A rede de franquias de óculos Chilli Beans também investiu no novo modelo. Com nomes como Isis Valverde, Marco Luque e Alok, a empresa promoveu o evento Chilli Beans Live Circus no começo de agosto para lançar sua nova coleção assinada pelo estilista Alexandre Herchcovitch. Para a marca, além de impulsionar as vendas online, a iniciativa foi uma tentativa de atrair mais consumidores para as lojas físicas com descontos exclusivos.
Percebendo essa tendência, as grandes empresas de tecnologia ocidentais correram para se adaptar. O Instagram, aos poucos, libera novas funções para a sua plataforma de vendas. Agora, marcas e produtores de conteúdo dos Estados Unidos já podem experimentar sua ferramenta de shopstreaming, o Instagram Live Shopping, que deve ser expandida para outras regiões em breve. O Google, por sua vez, escolheu o Brasil para testar sua Vitrine Virtual, projeto em que empreendedores podem oferecer seus produtos em lives no YouTube.

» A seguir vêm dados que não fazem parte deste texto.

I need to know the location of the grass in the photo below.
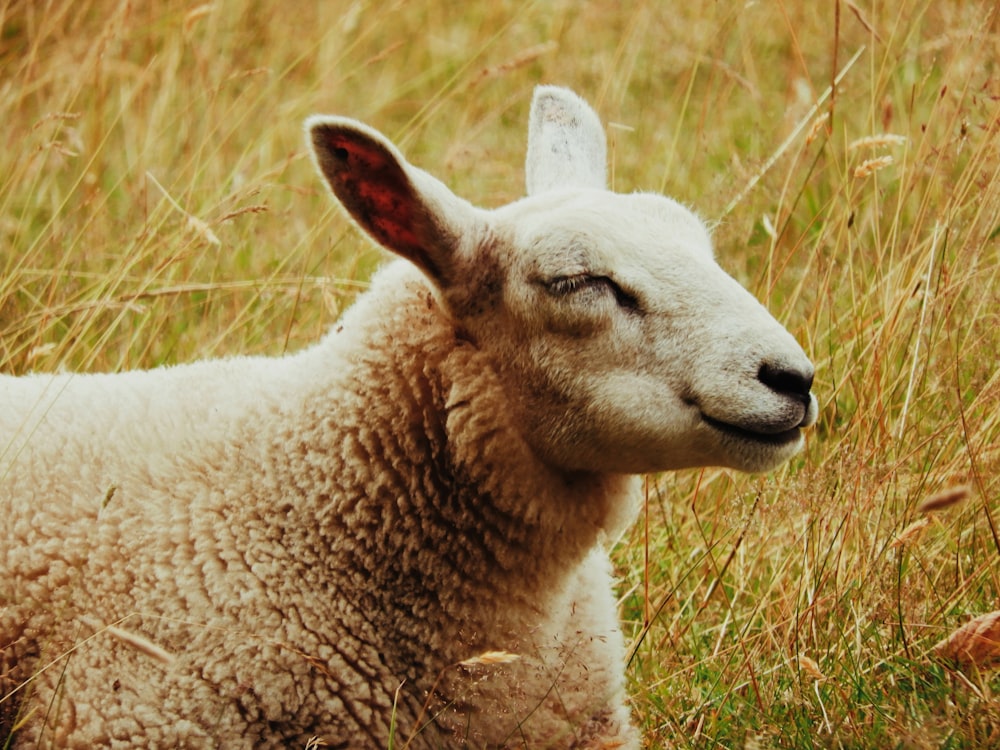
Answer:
[0,0,1000,748]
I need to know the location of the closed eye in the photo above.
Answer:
[542,273,642,313]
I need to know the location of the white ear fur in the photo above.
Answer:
[524,86,607,195]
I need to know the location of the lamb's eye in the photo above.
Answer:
[544,273,642,313]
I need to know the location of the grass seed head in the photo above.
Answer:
[931,611,1000,669]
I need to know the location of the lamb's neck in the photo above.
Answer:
[276,282,629,658]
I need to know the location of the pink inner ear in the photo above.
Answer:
[329,133,423,254]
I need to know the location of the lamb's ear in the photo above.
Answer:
[524,86,607,195]
[306,116,477,285]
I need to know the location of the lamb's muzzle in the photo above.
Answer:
[0,87,817,749]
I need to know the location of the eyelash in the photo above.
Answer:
[545,273,642,312]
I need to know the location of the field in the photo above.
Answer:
[0,0,1000,749]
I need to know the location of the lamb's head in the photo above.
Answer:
[307,87,817,473]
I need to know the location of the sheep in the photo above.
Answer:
[0,86,817,748]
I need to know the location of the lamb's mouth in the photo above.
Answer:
[701,413,801,446]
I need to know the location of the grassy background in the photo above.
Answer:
[0,0,1000,748]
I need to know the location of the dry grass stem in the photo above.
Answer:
[917,484,972,513]
[854,156,893,180]
[459,651,521,667]
[103,625,175,666]
[889,516,931,548]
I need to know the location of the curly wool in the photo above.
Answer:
[0,263,634,747]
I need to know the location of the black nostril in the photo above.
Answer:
[757,362,813,398]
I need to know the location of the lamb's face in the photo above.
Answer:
[307,87,817,472]
[463,190,817,472]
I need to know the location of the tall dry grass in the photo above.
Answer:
[0,0,1000,748]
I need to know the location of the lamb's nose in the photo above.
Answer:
[757,361,814,405]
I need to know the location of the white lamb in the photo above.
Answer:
[0,87,817,748]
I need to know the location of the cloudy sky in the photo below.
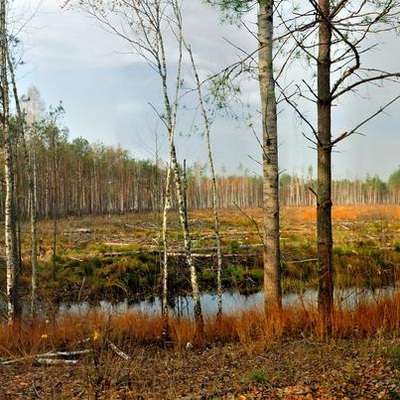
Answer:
[11,0,400,179]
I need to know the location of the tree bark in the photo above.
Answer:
[317,0,334,334]
[0,0,20,325]
[258,0,282,313]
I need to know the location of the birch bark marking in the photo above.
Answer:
[258,0,282,312]
[0,0,19,325]
[317,0,333,334]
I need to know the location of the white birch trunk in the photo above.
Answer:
[258,0,282,311]
[0,0,19,325]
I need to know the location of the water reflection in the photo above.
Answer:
[59,287,397,316]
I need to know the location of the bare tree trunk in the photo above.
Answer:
[161,161,171,340]
[0,0,20,325]
[258,0,282,313]
[7,52,38,320]
[186,45,222,315]
[317,0,333,334]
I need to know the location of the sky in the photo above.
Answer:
[10,0,400,179]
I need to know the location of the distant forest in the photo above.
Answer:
[6,121,400,219]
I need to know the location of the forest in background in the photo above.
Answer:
[5,116,400,219]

Todo o movimento envolvendo as lives de e-commerce gera dúvidas: as transmissões ao vivo vieram para ficar? Dados de pesquisa no Google indicam que as buscas por lives, no geral, caíram 75% em julho na comparação com abril. Ainda que haja menos entusiasmo que nos primeiros dias de isolamento, especialistas acreditam que o formato conquistou seu espaço no cotidiano do público e nos planos de marketing das empresas.

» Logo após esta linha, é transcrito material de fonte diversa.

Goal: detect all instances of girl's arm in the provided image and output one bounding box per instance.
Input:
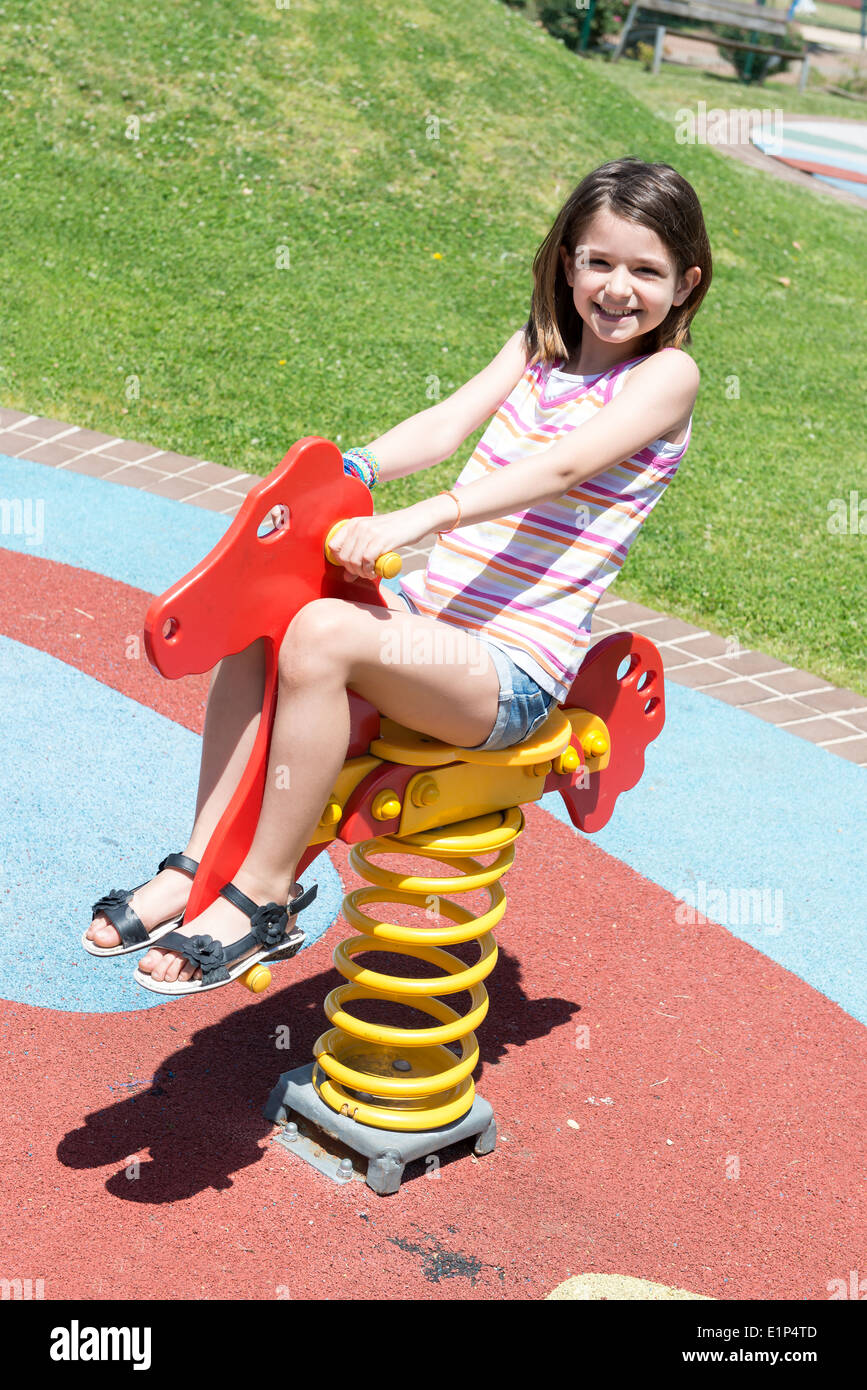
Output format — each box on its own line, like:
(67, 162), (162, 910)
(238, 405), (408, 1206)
(404, 352), (699, 535)
(358, 328), (527, 484)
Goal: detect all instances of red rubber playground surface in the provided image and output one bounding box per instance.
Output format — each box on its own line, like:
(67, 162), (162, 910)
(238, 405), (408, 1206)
(0, 466), (867, 1300)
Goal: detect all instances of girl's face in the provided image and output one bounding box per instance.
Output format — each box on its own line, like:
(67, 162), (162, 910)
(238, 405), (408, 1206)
(560, 211), (702, 345)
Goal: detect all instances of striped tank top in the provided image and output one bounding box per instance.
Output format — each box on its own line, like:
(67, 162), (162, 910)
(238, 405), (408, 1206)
(400, 349), (692, 702)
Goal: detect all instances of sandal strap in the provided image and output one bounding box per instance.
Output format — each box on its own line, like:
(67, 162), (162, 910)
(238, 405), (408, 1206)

Para André Dias, presidente da empresa de inteligência de mercado Neotrust/Compre&Confie, uma outra tendência pode despontar com mais força no horizonte do e-commerce brasileiro: o t-commerce. Aproveitando-se da grande audiência da televisão aberta, as marcas estão colocando anúncios e promoções relâmpago na tela dos usuários usando o transmissor do sinal digital para fazer a ponte. Pelo controle remoto, os espectadores podem navegar pelas ofertas enquanto assistem a seus programas favoritos. “Como grande parte das pessoas das classes C e D assiste ainda muito conteúdo na TV, essa pode ser uma tendência a ser explorada no curto prazo”, diz o especialista. No fim, a maior inovação de 2020 pode vir de um meio tradicional.